Q: How do you perceive Lars’ approach to the American dream, or nightmare as the case may be?
DG: Let’s take purely the example of the fact that this idea of democracy in America was built on the backs of slaves. The whole idea of capital formation and capitalism on the eve of the industrial revolution was built on the back of slavery. So, all of the articles of freedom and democracy come out of that particular context and they remain so. Very little changed for those former slaves after the emancipation of 1864, and the end of the Civil War, in any kind of context until the Civil Rights Movement. So, we’re talking almost a hundred years after the end of the most brutal conflict in American history that things began to mutate to a different kind of relationship.
Lars von Trier’s film takes place in a particular period in the industrial revolution and expansion of capital within the United States where racism, the lynching of black men and the conscription of black men into forced slavery, was still a major part of the labor pool within the South. Lars Von Trier has brought up these issues and asked us to revisit these issues that are not purely indigenous to the United States Of America. They are issues, like racial profiling, that are indigenous to people of Asian decent, Muslim decent, etc.
This film has the courage to bring those questions up and deal with them within a framework, with which we should be comfortable as artists because the realm of our whole existence is our imagination as individuals within our historical and social framework.

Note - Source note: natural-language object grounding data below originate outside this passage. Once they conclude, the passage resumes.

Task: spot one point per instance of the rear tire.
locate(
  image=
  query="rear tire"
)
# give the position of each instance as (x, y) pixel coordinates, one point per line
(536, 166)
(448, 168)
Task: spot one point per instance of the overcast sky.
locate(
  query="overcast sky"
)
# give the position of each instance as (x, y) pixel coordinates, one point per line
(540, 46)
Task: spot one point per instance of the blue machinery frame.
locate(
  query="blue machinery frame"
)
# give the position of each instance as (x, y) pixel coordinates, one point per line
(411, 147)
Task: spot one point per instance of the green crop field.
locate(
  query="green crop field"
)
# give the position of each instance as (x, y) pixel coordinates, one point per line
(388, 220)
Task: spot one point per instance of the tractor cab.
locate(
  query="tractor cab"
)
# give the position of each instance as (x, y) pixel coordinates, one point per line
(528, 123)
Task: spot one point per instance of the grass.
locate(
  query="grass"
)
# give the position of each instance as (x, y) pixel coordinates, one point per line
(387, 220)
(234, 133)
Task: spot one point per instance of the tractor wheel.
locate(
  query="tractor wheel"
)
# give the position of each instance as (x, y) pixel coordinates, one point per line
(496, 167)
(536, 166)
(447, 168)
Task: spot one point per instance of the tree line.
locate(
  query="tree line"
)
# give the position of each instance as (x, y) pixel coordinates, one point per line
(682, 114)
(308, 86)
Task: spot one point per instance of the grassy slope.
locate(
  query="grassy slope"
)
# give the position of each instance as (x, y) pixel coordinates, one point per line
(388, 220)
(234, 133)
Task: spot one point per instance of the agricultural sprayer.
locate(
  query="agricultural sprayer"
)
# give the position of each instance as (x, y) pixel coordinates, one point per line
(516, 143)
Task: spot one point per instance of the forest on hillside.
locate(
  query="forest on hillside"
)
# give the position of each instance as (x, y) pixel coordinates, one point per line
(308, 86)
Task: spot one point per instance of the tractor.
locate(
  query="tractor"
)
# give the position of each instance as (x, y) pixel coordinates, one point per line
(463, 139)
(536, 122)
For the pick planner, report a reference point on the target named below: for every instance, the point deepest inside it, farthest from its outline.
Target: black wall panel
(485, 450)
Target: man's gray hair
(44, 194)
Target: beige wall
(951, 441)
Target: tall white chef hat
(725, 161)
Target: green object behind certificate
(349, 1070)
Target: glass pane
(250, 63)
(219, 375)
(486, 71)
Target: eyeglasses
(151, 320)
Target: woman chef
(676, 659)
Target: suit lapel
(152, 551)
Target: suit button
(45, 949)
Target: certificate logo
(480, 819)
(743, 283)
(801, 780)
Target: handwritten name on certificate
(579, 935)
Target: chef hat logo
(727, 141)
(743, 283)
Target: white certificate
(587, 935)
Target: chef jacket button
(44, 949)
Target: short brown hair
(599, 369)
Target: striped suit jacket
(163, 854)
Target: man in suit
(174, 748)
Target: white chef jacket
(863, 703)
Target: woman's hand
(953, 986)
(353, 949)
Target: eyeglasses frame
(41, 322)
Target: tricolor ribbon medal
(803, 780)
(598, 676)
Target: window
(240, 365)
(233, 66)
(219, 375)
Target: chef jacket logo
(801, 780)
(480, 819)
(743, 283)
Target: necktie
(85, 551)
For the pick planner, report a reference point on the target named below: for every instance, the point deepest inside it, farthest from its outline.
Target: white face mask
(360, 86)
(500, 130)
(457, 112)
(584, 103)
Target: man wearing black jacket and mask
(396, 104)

The whole idea of art is to elevate the human experience – to create bridges where we can enhance the human experience, where we can elevate people’s ways of accepting ourselves and talk about how we can enhance who we can be – not diminish who we can be.

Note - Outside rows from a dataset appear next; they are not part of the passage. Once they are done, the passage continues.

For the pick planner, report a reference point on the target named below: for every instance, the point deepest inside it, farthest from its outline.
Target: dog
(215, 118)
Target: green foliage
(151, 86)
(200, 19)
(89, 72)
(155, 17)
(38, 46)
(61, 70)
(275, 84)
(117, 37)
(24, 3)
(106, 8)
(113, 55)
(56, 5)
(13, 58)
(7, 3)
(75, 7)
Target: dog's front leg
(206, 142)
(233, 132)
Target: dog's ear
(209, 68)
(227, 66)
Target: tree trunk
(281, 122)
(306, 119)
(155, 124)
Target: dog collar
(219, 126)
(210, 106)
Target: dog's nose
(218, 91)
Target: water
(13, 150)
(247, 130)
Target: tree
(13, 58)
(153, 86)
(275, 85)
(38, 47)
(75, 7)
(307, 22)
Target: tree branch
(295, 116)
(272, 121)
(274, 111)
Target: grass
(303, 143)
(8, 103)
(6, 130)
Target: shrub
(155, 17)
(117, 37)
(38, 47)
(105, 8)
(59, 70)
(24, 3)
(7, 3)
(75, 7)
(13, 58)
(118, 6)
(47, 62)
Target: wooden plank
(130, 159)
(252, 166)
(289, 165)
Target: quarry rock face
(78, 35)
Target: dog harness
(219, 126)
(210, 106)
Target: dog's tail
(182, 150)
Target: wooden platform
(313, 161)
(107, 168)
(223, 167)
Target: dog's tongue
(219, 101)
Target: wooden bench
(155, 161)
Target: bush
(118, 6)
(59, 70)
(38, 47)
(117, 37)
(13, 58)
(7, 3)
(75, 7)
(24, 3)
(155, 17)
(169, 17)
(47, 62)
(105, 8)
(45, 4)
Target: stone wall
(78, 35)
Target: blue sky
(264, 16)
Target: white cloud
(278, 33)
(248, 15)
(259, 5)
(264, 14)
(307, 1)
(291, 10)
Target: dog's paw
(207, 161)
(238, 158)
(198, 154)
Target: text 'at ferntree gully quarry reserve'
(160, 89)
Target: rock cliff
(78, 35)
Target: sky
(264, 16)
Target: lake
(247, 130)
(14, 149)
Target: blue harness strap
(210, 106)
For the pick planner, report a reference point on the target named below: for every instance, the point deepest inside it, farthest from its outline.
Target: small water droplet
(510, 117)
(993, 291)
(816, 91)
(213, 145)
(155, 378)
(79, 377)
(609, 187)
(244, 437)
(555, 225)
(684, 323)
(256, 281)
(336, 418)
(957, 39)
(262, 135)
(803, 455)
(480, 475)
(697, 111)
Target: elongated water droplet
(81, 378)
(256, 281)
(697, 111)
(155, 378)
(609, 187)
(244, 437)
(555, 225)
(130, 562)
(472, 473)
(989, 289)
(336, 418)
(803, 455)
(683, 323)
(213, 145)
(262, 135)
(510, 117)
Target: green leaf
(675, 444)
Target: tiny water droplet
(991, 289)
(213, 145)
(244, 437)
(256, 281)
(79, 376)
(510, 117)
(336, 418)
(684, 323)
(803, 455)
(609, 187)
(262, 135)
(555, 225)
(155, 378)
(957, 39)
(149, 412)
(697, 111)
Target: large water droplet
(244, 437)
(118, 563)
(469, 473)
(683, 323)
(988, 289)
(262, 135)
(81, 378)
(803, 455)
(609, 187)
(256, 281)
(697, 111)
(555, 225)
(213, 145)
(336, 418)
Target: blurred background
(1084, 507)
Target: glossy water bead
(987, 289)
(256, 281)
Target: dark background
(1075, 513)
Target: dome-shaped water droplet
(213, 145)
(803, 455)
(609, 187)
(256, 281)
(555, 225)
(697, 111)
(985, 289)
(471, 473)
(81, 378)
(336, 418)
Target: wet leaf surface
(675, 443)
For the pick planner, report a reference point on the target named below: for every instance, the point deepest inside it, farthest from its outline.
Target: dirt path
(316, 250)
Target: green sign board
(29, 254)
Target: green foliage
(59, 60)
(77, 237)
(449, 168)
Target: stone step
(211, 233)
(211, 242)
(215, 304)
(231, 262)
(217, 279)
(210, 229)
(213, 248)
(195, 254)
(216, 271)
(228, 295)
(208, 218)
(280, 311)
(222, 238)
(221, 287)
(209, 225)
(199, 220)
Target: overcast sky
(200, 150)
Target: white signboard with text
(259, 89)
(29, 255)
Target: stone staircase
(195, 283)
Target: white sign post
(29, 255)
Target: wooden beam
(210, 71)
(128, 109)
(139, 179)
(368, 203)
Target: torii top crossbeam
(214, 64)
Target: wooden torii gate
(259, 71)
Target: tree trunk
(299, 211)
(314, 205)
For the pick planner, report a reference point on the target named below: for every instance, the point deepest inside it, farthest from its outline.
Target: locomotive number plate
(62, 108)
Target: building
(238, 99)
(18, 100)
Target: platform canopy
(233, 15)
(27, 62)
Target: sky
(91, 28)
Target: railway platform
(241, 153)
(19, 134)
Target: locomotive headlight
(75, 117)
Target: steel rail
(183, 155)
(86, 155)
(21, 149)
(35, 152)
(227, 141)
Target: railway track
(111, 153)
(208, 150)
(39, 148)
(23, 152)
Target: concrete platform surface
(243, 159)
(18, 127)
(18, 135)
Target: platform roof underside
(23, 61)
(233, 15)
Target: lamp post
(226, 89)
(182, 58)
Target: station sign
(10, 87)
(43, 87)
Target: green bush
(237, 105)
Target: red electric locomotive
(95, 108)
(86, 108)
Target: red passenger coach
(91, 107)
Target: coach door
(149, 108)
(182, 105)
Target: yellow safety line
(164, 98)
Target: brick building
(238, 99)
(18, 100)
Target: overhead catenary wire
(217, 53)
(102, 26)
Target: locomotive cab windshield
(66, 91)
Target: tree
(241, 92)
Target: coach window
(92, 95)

Q : Why do you think there aren't more movies that address slavery?
DG: That’s a question to ask the many studios and filmmakers that make more than 400 films a year why there are not that many movies about slavery. I would venture to say that part of the reason is that we have no constructive way to have an honest conversation about the aftermath of slavery – what is the historical legacy of slavery?
We're 51 years after the Brown versus the Board of Education, which is the landmark decision by the Supreme Court allowing desegregation. Right now, 70% of African American kids still go to segregated schools – as many, or more, than did 50 years ago. We have a population of African Americans who are incarcerated in jails, which represent more African American men than are in college.

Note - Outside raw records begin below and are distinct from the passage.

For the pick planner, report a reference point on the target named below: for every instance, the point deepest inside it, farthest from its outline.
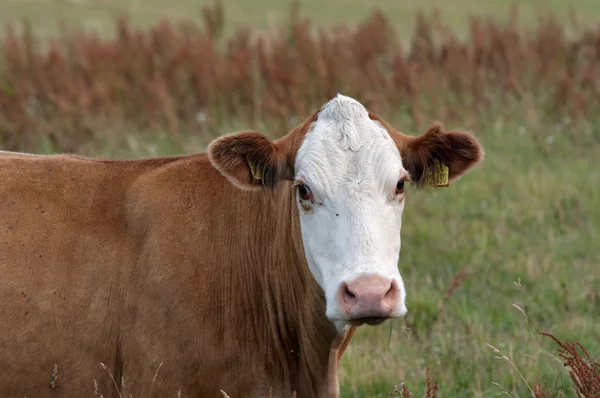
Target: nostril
(392, 294)
(348, 296)
(349, 293)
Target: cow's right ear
(249, 160)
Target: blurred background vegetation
(506, 252)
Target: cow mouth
(371, 321)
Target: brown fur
(459, 151)
(165, 272)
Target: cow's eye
(400, 187)
(304, 192)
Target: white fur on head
(352, 227)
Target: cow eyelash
(400, 186)
(303, 190)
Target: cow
(234, 271)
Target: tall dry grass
(183, 78)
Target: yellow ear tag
(442, 174)
(255, 173)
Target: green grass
(100, 15)
(524, 223)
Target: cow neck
(294, 302)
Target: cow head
(350, 170)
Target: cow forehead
(345, 146)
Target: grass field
(99, 15)
(524, 224)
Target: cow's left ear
(458, 151)
(249, 160)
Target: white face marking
(351, 227)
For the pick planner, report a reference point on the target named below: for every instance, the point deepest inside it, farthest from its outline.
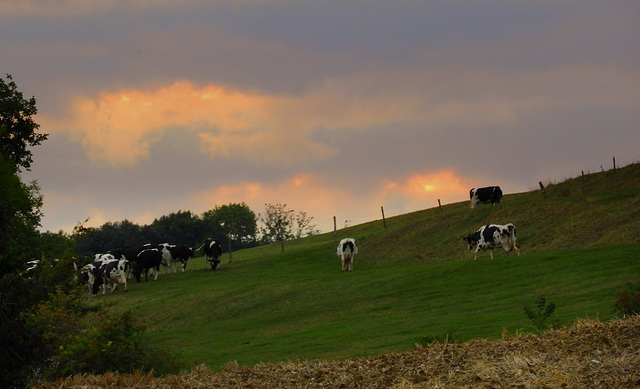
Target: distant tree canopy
(233, 222)
(280, 224)
(19, 217)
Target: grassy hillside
(413, 281)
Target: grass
(413, 281)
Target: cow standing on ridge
(172, 253)
(489, 194)
(491, 236)
(347, 251)
(212, 252)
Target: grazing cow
(172, 253)
(103, 258)
(148, 259)
(114, 273)
(489, 194)
(92, 274)
(493, 235)
(347, 251)
(212, 252)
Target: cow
(347, 251)
(491, 236)
(92, 275)
(212, 252)
(489, 194)
(103, 258)
(113, 273)
(147, 259)
(172, 253)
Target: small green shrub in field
(541, 314)
(110, 344)
(76, 341)
(628, 300)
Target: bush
(75, 338)
(107, 344)
(540, 315)
(628, 300)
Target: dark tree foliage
(277, 222)
(182, 227)
(237, 222)
(17, 128)
(19, 203)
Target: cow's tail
(512, 237)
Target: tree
(277, 223)
(19, 217)
(237, 221)
(304, 226)
(19, 203)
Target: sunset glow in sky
(333, 108)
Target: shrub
(541, 314)
(628, 300)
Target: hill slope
(597, 209)
(591, 354)
(413, 281)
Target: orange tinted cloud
(120, 126)
(319, 197)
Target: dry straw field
(589, 354)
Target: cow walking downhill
(347, 251)
(489, 194)
(493, 235)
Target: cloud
(321, 197)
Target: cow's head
(471, 240)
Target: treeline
(234, 226)
(48, 329)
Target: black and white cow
(212, 252)
(491, 236)
(92, 275)
(114, 273)
(489, 194)
(148, 259)
(347, 251)
(172, 253)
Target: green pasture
(413, 281)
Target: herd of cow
(115, 267)
(486, 238)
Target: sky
(334, 108)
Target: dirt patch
(590, 354)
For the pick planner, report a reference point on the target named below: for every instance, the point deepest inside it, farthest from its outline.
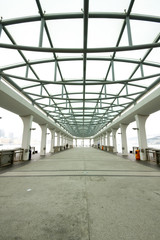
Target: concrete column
(104, 142)
(27, 124)
(142, 139)
(108, 139)
(52, 140)
(62, 142)
(124, 139)
(43, 139)
(114, 130)
(58, 139)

Q: What are the reasons for that?
DG: It would be extraordinary for filmmakers, and for culture, to begin to unravel and ask questions around that phenomenon. But there isn't any kind of comprehensive mechanism, or framework of dialogue to deal with the issue. That’s always been the issue. Those who have tried to prescribe or try to institute a framework for looking at the issue have often been assassinated when they looked at it. Martin Luther King began to talk about the relationship, not only of slavery and its aftermath but also, the political dynamics and framework of materialism, militarism and racism. Upon that effort he was assassinated, and many others who have talked about these issues have been silenced in the process.
So, the question is how do we begin to talk about that issue? The issue is not only happening to African Americans, but it is happening to other poor people of color. That affects not only what happens in my country but also what happens around the world. Only 40% of films in France are French, the other 60% are American films. In Canada, 80% of the films are American, so you see this global dominance of one culture. There are extraordinary movements around the issue of cultural democracy which is happening around the world supported by UNESCO [United Nations Educational, Scientific And Cultural Organization] and many other nations and people who are trying to retain their own identity of who they are as a nation.
We understand that the choices that are being made, as to what stories are being told and why those stories are being told, is because they reinforce certain ideas and reinforce a certain relationship and paradigm.